Seyirciyi her şeyden önce sağlam bir romantik komedi bekliyor. Gerçek aşkların yaşandığı bir hikaye izleyecekler. Dolayısıyla şişirme ve karikatürize edilmiş aşkları görmüyoruz bu hikayede. İçinde sağlam komedi barındıran ince bir iş çıkarıyoruz.
Dizi çekimleri için İzmir'desiniz. İstanbul'dan uzakta olmak size ne hissettiriyor?
Şehir dışında çalışıyor olmanın hem kolaylıkları, hem de zorlulukları var. İstanbul, alışkın olduğumuz rüya gibi bir yer, İzmir ise tamamen huzur şehri. Bazı şeyleri dengede tutmak benim için biraz zor oluyor ama yine de İzmir'de olmak çok keyifli, çünkü İzmirliler şehri sokakta yaşıyor. Akşamları ise evlerinde geçirmek onlara iyi hissettiriyor. Aktif insanlar ve bu benim çok hoşuma gidiyor. İzmir'i ve İzmirlileri çok seviyorum. Dolayısıyla burada olmaktan çok mutluyum.
ŞÖHRET ÖNEMSİZ
Günümüzde gerçekten ünlü kişileri tanımayan insanlar var mı?
Şöhret olmak bir tercih meselesi ve benim dünyamın meselelerinde öyle bir sözcük yok. Kendine başka şeyleri mesele etmiş bir adamım diyebilirim. O yüzden şimdiye kadar beni kimin tanıyıp kimin tanınmadığıyla ilgilenmedim.
Sizce ünlü olmanın insana kattığı herhangi bir şey var m?
En güzel tarafı; esnaftan daha fazla selam almak. İnsanlarla kurduğun bağların fazlalaşır ve daha çok insan tanır ve biriktirtirsin; o kadar.
'Aras' sosyetik bir playboy. Siz cemiyet hayatı hakkında ne düşünüyorsunuz?
Sosyete kelimesi, bana çok güzel duran bir kelime gelmiyor. Gelir durumu halktan çok daha iyi olan, bir arada olup kendi network'lerini yaratan insanlara deniyor herhalde sosyete diye. En azından ben 'Aras'ı öyle oynuyorum ama sanırım Ümit İbrahim'in oyun alanı burası değil.
Ünlü olmanın yanı sıra sosyetik olmak da ister miydiniz?

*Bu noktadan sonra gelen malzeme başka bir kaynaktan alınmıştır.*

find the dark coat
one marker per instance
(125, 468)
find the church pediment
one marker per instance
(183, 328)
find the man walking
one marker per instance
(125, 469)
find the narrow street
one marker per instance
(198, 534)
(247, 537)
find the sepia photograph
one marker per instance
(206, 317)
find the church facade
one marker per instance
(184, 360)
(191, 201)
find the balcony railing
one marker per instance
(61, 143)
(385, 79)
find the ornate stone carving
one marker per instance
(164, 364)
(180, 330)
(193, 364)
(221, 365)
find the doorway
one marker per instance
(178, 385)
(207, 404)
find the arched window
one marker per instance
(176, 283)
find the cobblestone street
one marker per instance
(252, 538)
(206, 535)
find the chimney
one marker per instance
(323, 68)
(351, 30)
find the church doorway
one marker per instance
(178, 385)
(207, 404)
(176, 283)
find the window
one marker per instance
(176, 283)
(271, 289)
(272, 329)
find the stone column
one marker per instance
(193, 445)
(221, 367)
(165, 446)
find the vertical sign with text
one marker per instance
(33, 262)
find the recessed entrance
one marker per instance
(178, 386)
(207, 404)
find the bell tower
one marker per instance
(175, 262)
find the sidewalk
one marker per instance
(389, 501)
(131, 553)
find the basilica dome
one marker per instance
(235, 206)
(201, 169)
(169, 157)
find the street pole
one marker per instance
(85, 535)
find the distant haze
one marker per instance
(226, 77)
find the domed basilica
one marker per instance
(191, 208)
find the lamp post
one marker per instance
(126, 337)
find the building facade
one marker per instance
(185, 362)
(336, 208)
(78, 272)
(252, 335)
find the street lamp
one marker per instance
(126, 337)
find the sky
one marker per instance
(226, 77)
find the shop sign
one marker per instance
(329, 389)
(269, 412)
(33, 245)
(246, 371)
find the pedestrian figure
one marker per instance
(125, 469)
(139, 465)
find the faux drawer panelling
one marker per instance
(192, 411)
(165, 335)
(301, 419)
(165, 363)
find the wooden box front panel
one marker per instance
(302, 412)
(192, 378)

Hayatta yaptığı işlerle değil de hayatına giren kadınlarla adından söz ettiren bir adam olduğum anda yaşama sevincimi bile kaybedebilirim. Mesleğimle ilgili hedeflerim ve hayallerim var. Benim kartvizitimde 'tiyatrocu' yazıyor, böyle devam ederse çok mutlu olurum.
'Keşke'leriniz, pişmanlıklarınız oldu mu?

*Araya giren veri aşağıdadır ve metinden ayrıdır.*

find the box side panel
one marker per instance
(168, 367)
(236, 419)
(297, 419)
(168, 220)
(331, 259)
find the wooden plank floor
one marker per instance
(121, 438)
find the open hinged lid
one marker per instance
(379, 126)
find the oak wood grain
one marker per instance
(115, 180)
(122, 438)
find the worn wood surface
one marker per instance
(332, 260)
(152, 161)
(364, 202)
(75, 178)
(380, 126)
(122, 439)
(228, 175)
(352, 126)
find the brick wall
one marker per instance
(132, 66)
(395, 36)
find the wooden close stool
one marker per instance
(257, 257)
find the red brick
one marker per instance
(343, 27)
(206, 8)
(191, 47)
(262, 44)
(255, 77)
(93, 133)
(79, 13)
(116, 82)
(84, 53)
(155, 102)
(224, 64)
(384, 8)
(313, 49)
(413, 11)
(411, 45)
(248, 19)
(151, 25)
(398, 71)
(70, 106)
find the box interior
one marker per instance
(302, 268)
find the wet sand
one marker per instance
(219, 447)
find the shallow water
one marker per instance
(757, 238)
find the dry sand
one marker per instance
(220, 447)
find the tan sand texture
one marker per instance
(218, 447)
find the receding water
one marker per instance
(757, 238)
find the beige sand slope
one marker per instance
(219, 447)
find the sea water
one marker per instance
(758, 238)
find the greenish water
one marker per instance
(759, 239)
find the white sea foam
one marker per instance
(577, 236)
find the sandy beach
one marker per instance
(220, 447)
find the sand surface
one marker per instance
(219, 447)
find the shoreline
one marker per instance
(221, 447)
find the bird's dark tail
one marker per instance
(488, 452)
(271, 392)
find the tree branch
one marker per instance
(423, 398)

En büyük keşkeler, her zaman 'iyi ki'leri doğurur.
'ARAS' ÇOK TEHLİKELİ BİR AŞIK
Canlandırdığınız 'Aras' sosyetenin gözde bekarlarından ve 'Renk'in de sevgilisi. Nasıl biri 'Aras'; biraz anlatır mısınız?

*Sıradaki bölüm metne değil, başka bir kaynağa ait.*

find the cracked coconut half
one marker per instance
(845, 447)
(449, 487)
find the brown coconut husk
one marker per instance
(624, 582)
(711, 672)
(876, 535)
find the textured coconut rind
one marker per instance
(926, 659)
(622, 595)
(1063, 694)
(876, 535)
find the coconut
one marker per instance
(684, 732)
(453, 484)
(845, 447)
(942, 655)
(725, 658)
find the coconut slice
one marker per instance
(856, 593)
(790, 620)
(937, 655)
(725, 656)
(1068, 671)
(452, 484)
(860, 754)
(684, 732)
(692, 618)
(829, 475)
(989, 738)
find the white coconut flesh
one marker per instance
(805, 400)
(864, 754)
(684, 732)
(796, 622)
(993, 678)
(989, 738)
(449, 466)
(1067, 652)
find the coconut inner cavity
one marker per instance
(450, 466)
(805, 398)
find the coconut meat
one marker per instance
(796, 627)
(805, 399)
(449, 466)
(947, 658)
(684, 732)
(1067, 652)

'Aras', paranın gücüne inanan ama aşkını nesnel şeylerin bile önünde tutmayı başarmış, hırslı bir adam. Aşk; tek başına çok güzel bir duygudur ama 'Aras' aşkla beraber hırsı da yaşıyor. 'Aras', tehlikeli aşıklardan ve bunun yanında da çapkın bir abimiz diyebilirim.